# Wingshooter RH Walnut TTF Slingshot Review



## Pilgrim (May 3, 2014)

Good Day All,

Just wanted to give a big shout out to Roger, for an outstanding shooter. I got a RH, walnut, with TTF set up, and this is a very comfortable, accurate and fun to shoot shooter. Took a few shots to get lined up, but it is really fast and fun. It is nice when you don't have to worry about fliers, fork hits or RTS; can just keep shooting and having fun. The set up process is pretty simple as well. Highly recommend these shooters.
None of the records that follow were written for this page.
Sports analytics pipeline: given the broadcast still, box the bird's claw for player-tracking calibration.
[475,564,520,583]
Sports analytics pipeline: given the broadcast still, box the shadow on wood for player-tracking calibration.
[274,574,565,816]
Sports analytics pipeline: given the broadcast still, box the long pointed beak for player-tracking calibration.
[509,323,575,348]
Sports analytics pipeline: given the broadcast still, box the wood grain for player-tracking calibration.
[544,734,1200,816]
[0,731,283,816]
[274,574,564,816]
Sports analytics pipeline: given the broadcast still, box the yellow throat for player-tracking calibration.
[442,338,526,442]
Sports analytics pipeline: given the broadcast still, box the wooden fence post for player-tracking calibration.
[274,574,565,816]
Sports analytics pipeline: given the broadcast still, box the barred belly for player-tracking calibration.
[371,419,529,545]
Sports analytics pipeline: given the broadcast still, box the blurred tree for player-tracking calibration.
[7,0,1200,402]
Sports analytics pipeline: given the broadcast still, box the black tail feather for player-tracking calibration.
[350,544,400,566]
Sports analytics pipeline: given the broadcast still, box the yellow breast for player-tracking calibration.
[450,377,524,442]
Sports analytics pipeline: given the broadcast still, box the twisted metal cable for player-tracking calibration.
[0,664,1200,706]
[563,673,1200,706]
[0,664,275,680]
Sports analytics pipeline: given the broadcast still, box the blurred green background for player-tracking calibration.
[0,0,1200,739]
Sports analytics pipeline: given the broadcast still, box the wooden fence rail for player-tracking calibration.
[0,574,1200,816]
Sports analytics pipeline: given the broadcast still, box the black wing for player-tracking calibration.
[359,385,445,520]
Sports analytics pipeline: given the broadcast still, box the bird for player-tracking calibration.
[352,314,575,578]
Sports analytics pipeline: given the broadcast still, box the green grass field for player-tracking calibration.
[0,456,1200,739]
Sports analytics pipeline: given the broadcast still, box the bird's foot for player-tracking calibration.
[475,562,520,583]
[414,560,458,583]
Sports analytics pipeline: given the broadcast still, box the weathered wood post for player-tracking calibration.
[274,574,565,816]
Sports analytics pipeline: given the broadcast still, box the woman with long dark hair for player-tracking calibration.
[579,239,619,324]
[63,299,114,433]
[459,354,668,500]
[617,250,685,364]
Peace!


----------



## treefork (Feb 1, 2010)

Congratulations and have fun !


----------



## GrayWolf (May 14, 2012)

Nice looking shooter! I love Roger's work.

Todd


----------



## oldmiser (Jan 22, 2014)

yup it is a great shooter...No worry about forks hits!!!..hey my friend let me tell ya I can do it ..I have over 20 hits on my RH frame....

But I was doing alot of things wrong for shooting...for me I have to shoot it straight up...I can not shoot it sideways..no matter what I do

that's how I get fork hits.....

Any way my friend enjoy the great shooter..yup very accurate...sorry to ramble on..~AKAOldmiser


----------